Some performers, such as Lenya, have sung the work transposed down to a lower register. "I sing it up in the soprano version," Vroman said. "I would even prefer it a tiny bit higher because my voice is on the high side. But the main thing is that it's language driven and you want the words to really play."
Vroman first sang it in German with the Utah Opera. For the performance here, she's learning the English translation of Brecht's lyrics by W.H. Auden and Chester Kallman.
"Singing it in German is completely different than singing it in English," she said. "I'm going to miss some of the delicious words that color the music so beautifully in German. It's hard to recreate that with a translation. That's my challenge to try to give it flavor in another language."
The Seven Deadly Sins is biting social criticism that seems as relevant now as when it was premiered in 1933. In conjunction with the orchestra's performance, the Salvador Dali Museum is hosting "The Seven Degrees of Separation: Artistic Inspirations of Salvador Dali and Kurt Weill" tonight. Four of the eight etchings Dali titled The Eight Deadly Sins will be on display, and there will be music and discussion on the Weill-Dali theme.
The soloist has a Tampa Bay area tie. Vroman's sister, Susan Cavanagh, is a music teacher at Palm Harbor Middle School.

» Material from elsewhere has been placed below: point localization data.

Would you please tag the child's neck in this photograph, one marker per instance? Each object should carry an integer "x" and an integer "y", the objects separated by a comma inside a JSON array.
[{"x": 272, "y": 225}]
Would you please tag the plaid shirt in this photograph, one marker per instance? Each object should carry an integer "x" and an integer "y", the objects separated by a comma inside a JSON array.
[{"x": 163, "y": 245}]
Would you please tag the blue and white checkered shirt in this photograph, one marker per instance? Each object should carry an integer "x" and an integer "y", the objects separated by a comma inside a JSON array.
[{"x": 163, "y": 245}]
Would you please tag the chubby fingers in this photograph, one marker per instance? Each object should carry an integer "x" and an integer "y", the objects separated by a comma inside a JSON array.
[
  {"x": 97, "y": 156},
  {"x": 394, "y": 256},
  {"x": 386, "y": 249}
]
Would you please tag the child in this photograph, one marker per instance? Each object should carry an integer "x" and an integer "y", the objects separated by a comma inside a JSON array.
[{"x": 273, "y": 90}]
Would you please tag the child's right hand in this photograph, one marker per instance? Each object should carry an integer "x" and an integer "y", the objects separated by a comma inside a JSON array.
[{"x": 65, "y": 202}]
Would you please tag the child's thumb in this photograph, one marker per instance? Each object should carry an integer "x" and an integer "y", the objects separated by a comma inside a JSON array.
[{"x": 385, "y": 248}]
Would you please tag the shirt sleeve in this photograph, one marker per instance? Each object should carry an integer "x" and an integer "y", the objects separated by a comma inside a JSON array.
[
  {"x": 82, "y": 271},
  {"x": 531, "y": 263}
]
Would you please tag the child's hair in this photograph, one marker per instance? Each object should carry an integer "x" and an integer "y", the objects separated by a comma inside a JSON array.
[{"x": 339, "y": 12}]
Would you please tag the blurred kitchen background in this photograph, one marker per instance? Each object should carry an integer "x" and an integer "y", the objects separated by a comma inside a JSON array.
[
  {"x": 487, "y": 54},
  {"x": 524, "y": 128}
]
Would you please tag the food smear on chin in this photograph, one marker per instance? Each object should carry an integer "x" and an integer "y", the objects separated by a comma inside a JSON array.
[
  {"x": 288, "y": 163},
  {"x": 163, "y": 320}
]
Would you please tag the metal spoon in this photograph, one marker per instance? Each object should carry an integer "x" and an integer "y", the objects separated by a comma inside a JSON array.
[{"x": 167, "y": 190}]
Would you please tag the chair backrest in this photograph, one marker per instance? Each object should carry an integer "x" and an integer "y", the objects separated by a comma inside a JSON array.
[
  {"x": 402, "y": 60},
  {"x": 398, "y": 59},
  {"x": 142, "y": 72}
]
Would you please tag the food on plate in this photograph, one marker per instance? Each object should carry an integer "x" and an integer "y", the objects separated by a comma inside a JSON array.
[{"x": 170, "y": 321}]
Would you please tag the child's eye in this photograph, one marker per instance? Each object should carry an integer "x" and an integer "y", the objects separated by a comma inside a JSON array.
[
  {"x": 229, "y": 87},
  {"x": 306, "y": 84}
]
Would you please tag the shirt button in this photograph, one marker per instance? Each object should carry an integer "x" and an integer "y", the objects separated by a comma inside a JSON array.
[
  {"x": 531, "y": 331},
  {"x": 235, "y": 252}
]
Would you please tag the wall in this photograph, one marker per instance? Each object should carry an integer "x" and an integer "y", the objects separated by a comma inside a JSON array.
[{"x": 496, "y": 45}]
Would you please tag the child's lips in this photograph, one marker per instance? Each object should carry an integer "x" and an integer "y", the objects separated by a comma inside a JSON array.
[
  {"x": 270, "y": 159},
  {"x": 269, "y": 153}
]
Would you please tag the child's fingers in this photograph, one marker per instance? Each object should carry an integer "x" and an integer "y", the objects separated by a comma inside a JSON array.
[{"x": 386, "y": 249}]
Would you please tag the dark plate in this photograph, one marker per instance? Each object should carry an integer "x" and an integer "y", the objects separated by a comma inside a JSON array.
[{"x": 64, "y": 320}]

Vroman lives in Pasadena, Calif., where she bought a house with money she was able to save from being in The Phantom of the Opera. "It's the house Phantom bought," she said. "Theater money is not movie money or TV money. You have to grind it out for a few years to save up enough to buy a house."
In life beyond Phantom, Vroman has been in productions such as a concert version of Sweeney Todd with the San Francisco Symphony and H.M.S. Pinafore with Utah Opera. She was in another Weill-Brecht classic, The Threepenny Opera, at American Conservatory Theatre in San Francisco.
Still, she acknowledges that the financial security of being in an Andrew Lloyd Webber show can be tempting. She was also in his Aspects of Love on Broadway. Producers have talked to her about being in Lloyd Webber's latest musical, The Woman in White, as well as the upcoming Las Vegas version of Phantom.
"There's a certain appeal in having a job that's secure in the theater business," Vroman said. "But it would mean giving up working with orchestras, chamber groups and opera companies. If I'm going to continue on, I just have to say no. But they dangle that money, you know, and you just think, wow, that would pay for the renovation in my house."
Vroman takes heart from a lyric in The Seven Deadly Sins in her pursuit of a post-Christine career.
"Being an ingenue doesn't last forever," she said. "As Anna says, "Beauty will fade away, and youth will pass.' This kind of literature is something I can grow with for years."